Re: Traffic shaping at 10~300mbps at a 10Gbps link

From: L A Walsh <lkml@tlinx.org>
To: lartc@vger.kernel.org
Subject: Re: Traffic shaping at 10~300mbps at a 10Gbps link
Date: Wed, 07 Jul 2021 02:10:21 +0000	[thread overview]
Message-ID: <60E50D0D.8000309@tlinx.org> (raw)
In-Reply-To: <20210607133853.045a96d5@babalu>

On 2021/06/09 08:04, Ethy H. Brito wrote:
> Hi Guys!
>
> Doesn't anybody can help me with this?
> Any help will be appreciated.
>
> Cheers
>
> Ethy
>   
You may need specialized HW, or powerful multi-cpu's to
process that much traffic in real time.

I tried just getting full throughput on a 10Gb interconnect
(no switches) between a server & Win-client.  Actually I first
tried pairing 2 of those interfaces since the Intel cards
came with 2 ports each.  That was way crazy -- couldn't get
more than about 300-400MB/s, lots of dropped packets amid
saturated cpu's.

(note: MB\x1024**2 Bytes (Bytes already being 2**3 bits, while
anywhere I say Mb, that is 1000*1000 bits, so base2 prefixes
for base-2 units, and base10 prefixes for counting 1's).

W/1 port, can hit 600MB/s read + 400MB/s writes depending on
tuning of packet sizes -- but smaller write-sizes put more load
(100% cpu) on a receiver, while larger ones put more load on
sender.  Those numbers were samba speeds to/from memory (not even
to disk).  That was with NO shaping attempts.

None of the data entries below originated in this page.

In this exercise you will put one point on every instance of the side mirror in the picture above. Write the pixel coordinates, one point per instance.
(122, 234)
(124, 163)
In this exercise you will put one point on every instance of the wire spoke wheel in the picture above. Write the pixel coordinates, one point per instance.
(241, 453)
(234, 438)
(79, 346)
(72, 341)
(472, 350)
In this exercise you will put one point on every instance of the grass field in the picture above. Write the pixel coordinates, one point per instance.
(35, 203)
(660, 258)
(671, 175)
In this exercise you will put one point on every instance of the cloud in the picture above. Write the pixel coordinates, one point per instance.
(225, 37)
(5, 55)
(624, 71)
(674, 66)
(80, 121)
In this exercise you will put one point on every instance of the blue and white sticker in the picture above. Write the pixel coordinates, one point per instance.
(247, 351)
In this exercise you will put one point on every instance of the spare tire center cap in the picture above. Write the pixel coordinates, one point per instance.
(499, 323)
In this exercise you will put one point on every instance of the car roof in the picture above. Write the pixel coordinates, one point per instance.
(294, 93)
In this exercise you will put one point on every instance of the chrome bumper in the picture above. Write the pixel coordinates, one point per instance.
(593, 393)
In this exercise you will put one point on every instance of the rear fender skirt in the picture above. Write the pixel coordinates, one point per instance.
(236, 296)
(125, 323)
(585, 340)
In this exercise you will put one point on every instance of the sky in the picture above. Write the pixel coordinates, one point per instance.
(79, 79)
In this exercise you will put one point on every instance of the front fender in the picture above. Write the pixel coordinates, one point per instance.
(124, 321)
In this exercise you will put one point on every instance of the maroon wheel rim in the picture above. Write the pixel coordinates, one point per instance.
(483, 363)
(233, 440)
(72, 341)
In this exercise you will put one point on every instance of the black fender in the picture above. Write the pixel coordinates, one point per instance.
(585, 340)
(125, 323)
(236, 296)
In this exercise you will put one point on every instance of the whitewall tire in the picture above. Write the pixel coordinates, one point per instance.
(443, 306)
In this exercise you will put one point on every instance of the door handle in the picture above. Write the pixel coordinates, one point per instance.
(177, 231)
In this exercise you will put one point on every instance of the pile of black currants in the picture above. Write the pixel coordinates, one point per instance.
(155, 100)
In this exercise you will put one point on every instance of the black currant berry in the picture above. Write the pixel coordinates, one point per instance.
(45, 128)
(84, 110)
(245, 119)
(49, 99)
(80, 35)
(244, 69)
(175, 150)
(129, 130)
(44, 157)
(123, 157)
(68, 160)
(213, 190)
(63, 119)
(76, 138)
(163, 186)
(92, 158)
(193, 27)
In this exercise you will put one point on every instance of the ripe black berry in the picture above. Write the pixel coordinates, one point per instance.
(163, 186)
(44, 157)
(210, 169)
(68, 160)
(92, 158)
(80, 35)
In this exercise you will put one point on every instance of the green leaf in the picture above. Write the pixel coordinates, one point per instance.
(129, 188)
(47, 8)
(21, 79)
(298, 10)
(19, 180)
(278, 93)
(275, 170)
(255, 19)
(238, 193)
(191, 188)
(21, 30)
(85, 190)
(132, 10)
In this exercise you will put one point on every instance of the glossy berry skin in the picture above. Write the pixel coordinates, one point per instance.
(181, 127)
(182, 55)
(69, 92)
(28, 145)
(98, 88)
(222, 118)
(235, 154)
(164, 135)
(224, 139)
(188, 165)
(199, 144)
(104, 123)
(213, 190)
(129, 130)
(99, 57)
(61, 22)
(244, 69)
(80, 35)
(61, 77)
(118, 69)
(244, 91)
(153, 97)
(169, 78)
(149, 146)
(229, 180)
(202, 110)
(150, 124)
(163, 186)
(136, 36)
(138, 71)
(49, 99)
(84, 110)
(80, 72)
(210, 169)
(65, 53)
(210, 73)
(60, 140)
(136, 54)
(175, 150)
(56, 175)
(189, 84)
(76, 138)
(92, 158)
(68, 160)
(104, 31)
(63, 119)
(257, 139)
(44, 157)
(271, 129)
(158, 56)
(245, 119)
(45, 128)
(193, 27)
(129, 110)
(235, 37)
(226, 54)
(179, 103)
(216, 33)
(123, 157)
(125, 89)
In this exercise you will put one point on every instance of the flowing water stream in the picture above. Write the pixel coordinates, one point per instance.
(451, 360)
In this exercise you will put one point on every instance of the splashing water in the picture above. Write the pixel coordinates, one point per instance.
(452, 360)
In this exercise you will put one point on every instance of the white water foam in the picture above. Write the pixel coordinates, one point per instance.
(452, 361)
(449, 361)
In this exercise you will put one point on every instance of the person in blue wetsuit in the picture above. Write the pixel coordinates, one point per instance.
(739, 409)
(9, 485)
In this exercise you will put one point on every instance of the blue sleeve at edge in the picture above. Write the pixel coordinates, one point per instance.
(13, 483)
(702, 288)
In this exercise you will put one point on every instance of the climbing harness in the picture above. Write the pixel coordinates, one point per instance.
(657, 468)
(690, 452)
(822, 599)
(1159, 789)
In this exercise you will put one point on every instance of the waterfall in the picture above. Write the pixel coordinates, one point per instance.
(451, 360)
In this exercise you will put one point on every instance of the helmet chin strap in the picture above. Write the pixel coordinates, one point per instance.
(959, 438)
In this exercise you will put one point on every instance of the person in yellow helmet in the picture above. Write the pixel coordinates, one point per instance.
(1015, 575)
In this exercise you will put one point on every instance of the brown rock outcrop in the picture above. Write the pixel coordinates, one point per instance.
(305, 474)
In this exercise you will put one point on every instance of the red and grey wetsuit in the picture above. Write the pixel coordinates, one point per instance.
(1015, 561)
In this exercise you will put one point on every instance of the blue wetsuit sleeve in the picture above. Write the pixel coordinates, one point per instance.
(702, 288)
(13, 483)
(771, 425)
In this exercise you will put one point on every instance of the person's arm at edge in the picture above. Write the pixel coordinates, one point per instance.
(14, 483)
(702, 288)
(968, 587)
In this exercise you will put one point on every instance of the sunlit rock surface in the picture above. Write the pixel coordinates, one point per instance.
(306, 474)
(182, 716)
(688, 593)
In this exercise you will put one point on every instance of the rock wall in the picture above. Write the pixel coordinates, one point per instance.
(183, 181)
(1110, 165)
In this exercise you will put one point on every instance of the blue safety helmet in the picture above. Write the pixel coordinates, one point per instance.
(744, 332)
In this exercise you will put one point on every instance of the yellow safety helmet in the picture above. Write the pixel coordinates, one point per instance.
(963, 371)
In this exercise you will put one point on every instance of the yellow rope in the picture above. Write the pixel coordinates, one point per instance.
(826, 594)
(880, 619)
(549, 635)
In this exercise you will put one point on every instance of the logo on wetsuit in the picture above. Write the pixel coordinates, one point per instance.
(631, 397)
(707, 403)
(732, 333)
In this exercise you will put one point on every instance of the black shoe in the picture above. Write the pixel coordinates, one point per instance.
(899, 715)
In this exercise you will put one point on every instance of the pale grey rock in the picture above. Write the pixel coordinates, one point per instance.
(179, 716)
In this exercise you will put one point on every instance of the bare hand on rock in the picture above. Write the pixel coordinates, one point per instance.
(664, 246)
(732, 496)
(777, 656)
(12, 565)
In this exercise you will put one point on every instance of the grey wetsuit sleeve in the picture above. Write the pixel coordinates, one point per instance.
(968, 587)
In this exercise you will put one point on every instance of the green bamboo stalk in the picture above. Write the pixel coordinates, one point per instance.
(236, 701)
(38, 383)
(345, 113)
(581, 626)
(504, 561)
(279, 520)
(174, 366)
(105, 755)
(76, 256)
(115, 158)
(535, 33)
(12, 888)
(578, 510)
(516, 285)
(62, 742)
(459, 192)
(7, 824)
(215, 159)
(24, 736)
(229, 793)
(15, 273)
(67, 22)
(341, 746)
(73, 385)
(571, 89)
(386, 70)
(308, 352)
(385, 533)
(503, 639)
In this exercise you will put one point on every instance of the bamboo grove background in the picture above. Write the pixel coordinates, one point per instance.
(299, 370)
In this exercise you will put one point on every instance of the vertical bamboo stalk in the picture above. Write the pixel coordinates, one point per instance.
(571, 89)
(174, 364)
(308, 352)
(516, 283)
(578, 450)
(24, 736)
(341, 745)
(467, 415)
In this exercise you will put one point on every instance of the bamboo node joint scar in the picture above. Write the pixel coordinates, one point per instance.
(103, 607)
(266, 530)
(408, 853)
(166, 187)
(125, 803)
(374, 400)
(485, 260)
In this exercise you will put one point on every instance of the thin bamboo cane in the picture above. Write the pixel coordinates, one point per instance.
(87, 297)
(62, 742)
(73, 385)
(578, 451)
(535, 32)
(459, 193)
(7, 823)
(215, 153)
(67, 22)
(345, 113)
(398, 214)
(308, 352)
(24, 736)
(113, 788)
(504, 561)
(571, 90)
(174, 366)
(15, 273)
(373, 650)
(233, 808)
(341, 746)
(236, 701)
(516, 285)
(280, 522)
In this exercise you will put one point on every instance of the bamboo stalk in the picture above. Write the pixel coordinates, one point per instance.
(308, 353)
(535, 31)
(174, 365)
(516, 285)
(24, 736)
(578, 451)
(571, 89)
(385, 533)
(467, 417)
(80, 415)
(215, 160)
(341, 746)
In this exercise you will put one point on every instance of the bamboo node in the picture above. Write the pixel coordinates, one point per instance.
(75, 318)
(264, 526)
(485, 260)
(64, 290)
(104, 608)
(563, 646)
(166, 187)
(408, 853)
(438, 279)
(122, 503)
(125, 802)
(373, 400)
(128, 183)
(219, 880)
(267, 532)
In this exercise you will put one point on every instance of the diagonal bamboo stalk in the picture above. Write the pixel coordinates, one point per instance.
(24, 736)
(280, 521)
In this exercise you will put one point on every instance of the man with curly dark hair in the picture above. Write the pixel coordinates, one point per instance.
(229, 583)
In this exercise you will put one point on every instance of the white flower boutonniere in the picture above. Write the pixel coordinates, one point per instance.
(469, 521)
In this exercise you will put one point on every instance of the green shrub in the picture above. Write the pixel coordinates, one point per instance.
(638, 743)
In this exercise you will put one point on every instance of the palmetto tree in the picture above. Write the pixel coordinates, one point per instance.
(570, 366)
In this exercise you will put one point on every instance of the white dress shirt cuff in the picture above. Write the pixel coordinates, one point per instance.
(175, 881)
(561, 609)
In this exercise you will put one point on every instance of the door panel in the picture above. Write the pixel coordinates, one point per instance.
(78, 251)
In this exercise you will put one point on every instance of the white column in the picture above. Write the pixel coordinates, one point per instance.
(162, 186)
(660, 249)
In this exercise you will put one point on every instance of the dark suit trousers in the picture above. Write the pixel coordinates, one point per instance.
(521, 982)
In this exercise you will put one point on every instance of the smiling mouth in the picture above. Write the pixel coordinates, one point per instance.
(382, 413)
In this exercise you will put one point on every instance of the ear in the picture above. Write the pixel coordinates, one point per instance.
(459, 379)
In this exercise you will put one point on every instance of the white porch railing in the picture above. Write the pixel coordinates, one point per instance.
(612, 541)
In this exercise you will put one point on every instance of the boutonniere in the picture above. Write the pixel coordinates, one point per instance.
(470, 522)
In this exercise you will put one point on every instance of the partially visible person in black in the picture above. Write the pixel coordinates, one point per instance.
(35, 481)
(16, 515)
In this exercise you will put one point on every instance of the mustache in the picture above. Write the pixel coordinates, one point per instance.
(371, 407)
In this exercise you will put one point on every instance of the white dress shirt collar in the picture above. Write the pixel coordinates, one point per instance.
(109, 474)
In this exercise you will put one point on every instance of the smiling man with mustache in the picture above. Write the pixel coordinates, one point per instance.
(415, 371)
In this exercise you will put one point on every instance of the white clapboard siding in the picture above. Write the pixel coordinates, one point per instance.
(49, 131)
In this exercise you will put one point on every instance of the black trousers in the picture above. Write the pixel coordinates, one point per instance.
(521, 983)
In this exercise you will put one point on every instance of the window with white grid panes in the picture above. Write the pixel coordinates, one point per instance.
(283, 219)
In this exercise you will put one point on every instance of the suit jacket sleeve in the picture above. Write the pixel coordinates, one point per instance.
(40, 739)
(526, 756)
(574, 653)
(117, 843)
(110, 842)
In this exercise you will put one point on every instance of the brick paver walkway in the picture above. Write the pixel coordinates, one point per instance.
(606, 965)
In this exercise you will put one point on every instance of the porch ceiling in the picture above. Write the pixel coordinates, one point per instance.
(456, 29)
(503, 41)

I'm sure I'm doing things incorrectly since trying to shape  my
outside connection lost me efficiency off of a 25Mb down/10Mb up,
which is fairly slow by most standards.

Trying to traffic shape any significant traffic @10Mb...you are
going to need multiple fast cpu's, but problem is trying
to split that traffic between cpu's -- you lose cache efficiency,
which becomes significant at those speeds.  So would need
dedicated HW (not someone's workstation), and try to use
on-card flow switching to multiple on card queues, trying to
deliver separate queues to separate cpus.  It isn't likely
to be pretty, but you might get some benefit by leveraging the
card's on-chip flow separation before it his your system's
interrupt queues. 

I know the Intel cards have a fair flow-differentiation set, but
have never used it -- would also try to bind interrupt
affinity by separate queues to separate cpu's (if possible), not
sure.

Looks like my ethernet card,
07:00.0 Ethernet controller: Intel Corporation Ethernet Controller 
10-Gigabit X540-AT2 (rev 01) (1 of 2)
has eth5-TxRx[0-11] mapped to interrupts [79-90].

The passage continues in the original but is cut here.